Second, there is the question of whether CPI or RPI inflation should be used in calculating real wages. RPI inflation was 2.9% (compared to CPI inflation of 2.4%) in the year to April 2013. The chart shows weekly earnings adjusted for both CPI and RPI.

Third, if, instead of looking at gross real wages, the effect of income tax and national insurance changes are taken into account, then benefit changes ought also to be taken into account. Some benefits, such as tax credits and child benefit were cut in the year to April 2013.
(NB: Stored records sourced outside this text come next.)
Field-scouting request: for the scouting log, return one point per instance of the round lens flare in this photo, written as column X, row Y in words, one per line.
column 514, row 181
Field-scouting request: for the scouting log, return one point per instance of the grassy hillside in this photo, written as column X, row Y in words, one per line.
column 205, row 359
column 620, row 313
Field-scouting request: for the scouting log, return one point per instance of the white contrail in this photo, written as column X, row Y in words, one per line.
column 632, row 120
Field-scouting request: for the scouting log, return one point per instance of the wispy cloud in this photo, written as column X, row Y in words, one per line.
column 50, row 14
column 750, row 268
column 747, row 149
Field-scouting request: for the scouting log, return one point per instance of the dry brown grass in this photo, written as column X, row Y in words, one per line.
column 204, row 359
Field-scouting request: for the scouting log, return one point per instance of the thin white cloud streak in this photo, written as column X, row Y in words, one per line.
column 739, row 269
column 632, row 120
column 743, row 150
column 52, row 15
Fourth, looking at just one year (and not even the latest 12 months) gives a very partial picture. It is better to look at a longer period and see what the trends are. The chart shows the period from 2005. Real wages (CPI adjusted) are 8.0% lower than at the peak (at the beginning of 2009) and 5.0% lower than at the time of the election in 2010. The differences are even greater if RPI-adjusted wages are used.
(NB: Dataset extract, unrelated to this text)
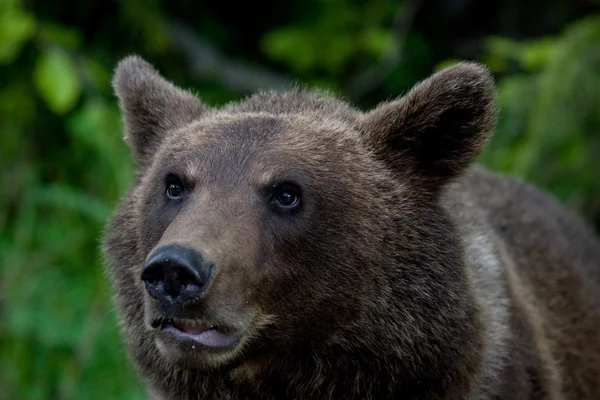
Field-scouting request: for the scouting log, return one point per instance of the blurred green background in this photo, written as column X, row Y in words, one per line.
column 63, row 164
But even if the claim that real incomes are rising is open to a number of objections, it may be that as the recovery begins to gather pace, real incomes will indeed begin to rise. But to assess whether this is so will require a careful analysis of the statistics when they become available.

Articles

UK pay rising in real terms, says coalition BBC News (24/1/14)
Are we really any better off than we were? BBC News, Brian Milligan (24/1/14)
Government take-home pay figures ‘perfectly sensible’ BBC Today Programme, Paul Johnson (24/1/14)
Take-Home Pay ‘Rising Faster Than Prices’ Sky News, Darren McCaffrey (25/1/14)
David Cameron hails the start of ‘recovery for all’ The Telegraph, Peter Dominiczak (23/1/14)
Is take-home pay improving? The answer is anything but simple The Guardian, Phillip Inman and Katie Allen (24/1/14)
Cameron’s ‘good news’ about rising incomes is misleading says Labour The Guardian, Rowena Mason (24/1/14)
The Tories’ claim that living standards have risen is nonsense on stilts New Statesman, George Eaton (24/1/14)
FactCheck: Conservative claims on rising living standards Channel 4 News, Patrick Worrall (25/1/14)
Living standards squeeze continues in UK, says IFS BBC News (31/1/14)
Richest have seen biggest cash income squeeze but poorest have faced higher inflation IFS Press Release (31/1/14)

Data

Average Weekly Earnings dataset ONS (22/1/14)
Annual Survey of Hours and Earnings, 2013 Provisional Results ONS (12/12/13)
Consumer Price Inflation, December 2013 ONS (14/1/14)
Inequality and Poverty Spreadsheet Institute for Fiscal Studies
An Examination of Falling Real Wages, 2010 to 2013 ONS (31/1/14)

Questions

  1. Why are mean weekly earnings higher than median weekly earnings?
  2. Explain the difference between RPI and CPI. Which is the more appropriate index for determining changes in real incomes?
  3. Find out what benefit changes have taken place over the past two years and how they have affected household incomes.
  4. How have gross weekly earnings changed for the different income groups? (The ASHE gives figures for decile groups.)
  5. Which is better for assessing changes in incomes: weekly earnings or hourly earnings?
  6. How would you define a change in living standards? What data would you need to be able to assess whether living standards have increased or decreased?